Here are 8 things you can practice now to deepen your connections and combat the negative impacts of isolation.

Let me know how you do!

  1. Take your emotional pulse 3 times daily, at morning noon and night.  Acknowledging your feelings helps you deal with them and not turn them on those you are with. Don’t reach for your phone first thing… spend 5 minutes at bedside breathing and seeking out your feelings.  Just be okay with short quiet reflection.
  2. Invite your partner to become your emotional teammate.  Agree to work together in support of each other’s growth through this period.
  3. Communicate your emotional states in a better deeper way.  Figure it out with your partner – share and discuss things openly. It may even be a need for more space – but by sharing it, your partner understands you and you’ve discussed where it’s coming from. This is the kind of emotional communication that strengthens connection.
  4. Practice ‘deep listening’ and reflecting so the other feels like they are heard and that they are in it with you.  This is not a time for solutions or platitudes. You’ll be surprised by the power of being truly understood.
  5. Show your appreciation by demonstrating and verbalizing the value the other is providing, in ways both big and small.
  6. Sex.  This is your opportunity to re-frame your sexual life together.  Try a new approach, where sex becomes a physical conversation and is not goal oriented.  You can reinvent sex as an expression of depth, interest, hearing each other, appreciating each other and sharing an intense experience together.  Experience tells me that people fall out of intimacy because of fear – not boredom or habituation.
  7. Make Plans.  Answer all the ‘what ifs’ that are causing anxiety for you or your partner.  What if I get sick? What if you do? What happens to our kids, our money, our home, etc.
  8. Accept people as they are during this time. Stress is stirring the pot.  They (and you) will have bad moments, and you need to give them (and yourself) a break. Growth comes not from keeping everything perfect and seamless, it comes from building new strengths and repairing when things are not.

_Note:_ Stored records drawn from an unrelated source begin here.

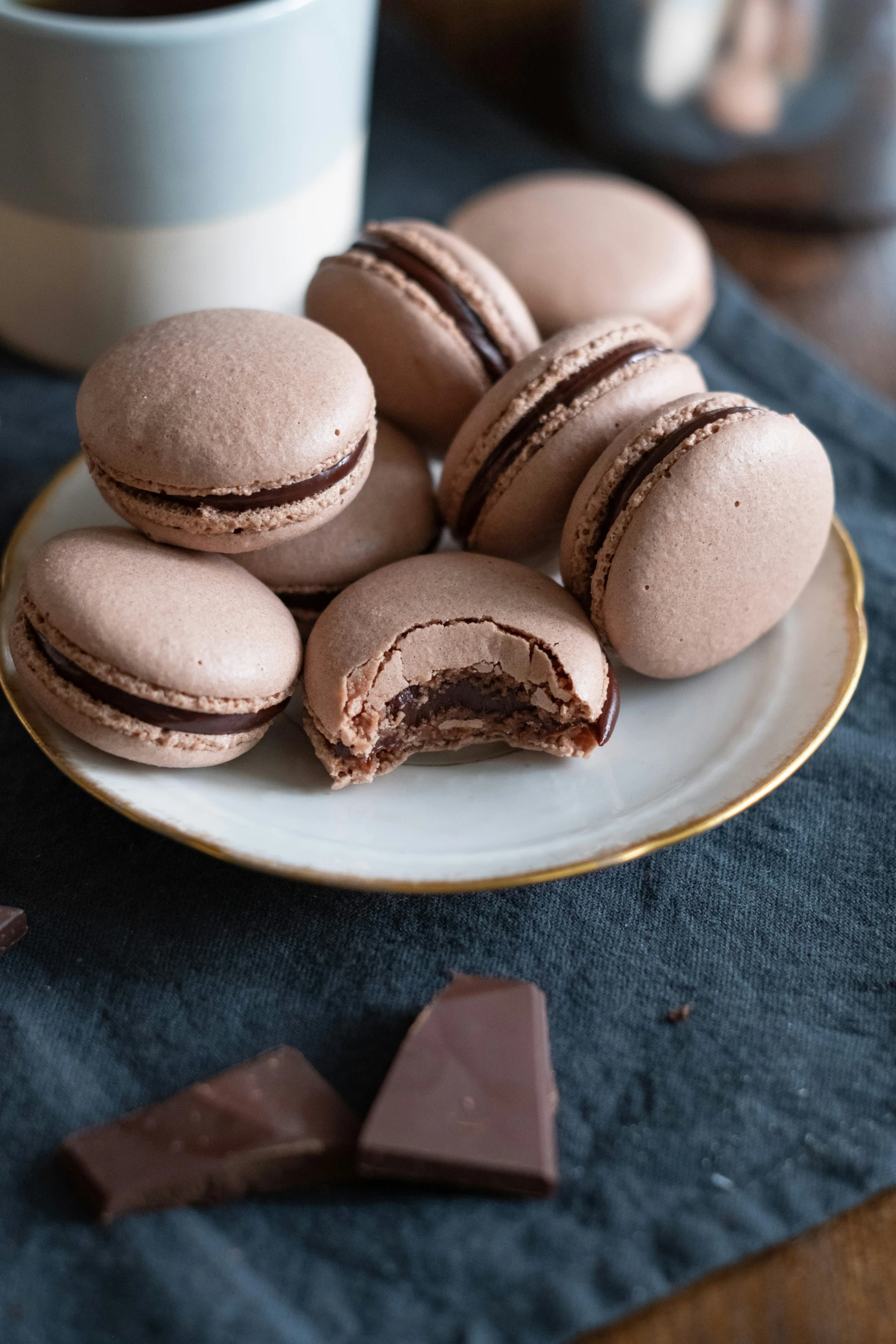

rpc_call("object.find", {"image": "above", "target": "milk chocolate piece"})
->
[0,906,28,952]
[357,975,557,1196]
[61,1045,359,1223]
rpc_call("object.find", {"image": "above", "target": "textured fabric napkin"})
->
[0,21,896,1344]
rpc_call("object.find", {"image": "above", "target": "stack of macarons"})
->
[12,173,833,789]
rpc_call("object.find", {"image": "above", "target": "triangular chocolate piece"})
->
[0,906,28,952]
[357,976,557,1195]
[61,1045,359,1223]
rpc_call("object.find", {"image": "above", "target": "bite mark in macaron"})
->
[305,552,619,789]
[439,317,704,559]
[305,219,539,439]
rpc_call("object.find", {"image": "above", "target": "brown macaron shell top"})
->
[15,527,302,766]
[305,551,608,755]
[449,172,715,347]
[235,421,441,594]
[562,392,834,677]
[439,317,705,560]
[305,219,539,442]
[77,308,376,551]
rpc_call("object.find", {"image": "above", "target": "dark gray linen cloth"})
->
[0,21,896,1344]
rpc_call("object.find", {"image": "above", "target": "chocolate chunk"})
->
[0,906,28,952]
[357,976,557,1196]
[61,1045,359,1223]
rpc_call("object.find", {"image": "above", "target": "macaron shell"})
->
[305,552,607,739]
[594,412,834,677]
[469,353,705,560]
[23,527,301,713]
[560,391,755,610]
[439,316,705,559]
[77,308,373,495]
[449,172,715,347]
[94,432,375,555]
[368,219,541,363]
[9,610,270,770]
[305,222,539,442]
[238,421,439,593]
[305,260,491,439]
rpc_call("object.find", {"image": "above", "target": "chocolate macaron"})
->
[560,392,834,677]
[77,308,376,552]
[449,172,715,347]
[11,527,302,766]
[305,219,539,442]
[439,317,705,560]
[305,551,619,789]
[235,421,442,636]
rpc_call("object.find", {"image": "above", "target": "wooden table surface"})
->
[395,0,896,1344]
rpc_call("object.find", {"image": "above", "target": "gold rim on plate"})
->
[0,457,868,895]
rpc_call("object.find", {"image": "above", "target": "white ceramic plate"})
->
[0,460,866,891]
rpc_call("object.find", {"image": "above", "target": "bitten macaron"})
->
[235,421,442,634]
[305,551,619,789]
[77,308,376,552]
[439,317,705,560]
[560,392,834,677]
[449,172,715,347]
[11,527,302,766]
[305,219,539,442]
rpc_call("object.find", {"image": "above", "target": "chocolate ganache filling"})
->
[352,234,512,383]
[455,339,672,543]
[590,406,756,568]
[144,434,367,514]
[27,621,290,737]
[329,667,619,760]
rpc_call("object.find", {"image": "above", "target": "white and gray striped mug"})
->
[0,0,376,368]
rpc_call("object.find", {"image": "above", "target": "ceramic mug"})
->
[0,0,376,369]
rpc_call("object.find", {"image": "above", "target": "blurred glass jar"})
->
[576,0,896,227]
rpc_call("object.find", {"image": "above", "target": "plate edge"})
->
[0,454,868,895]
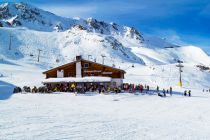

Now is the time for rebuilding your connections and strengthening your relationships with those most precious in your world.  Here I’ve focused on connecting with your partner, and I’ll follow up with strengthening your relationship with your children to help guide them through this time.  Please connect with me and let me know what you are experiencing.  Yes, these times are difficult and even painful, but we can use it as a catalyst for growth.  Be well.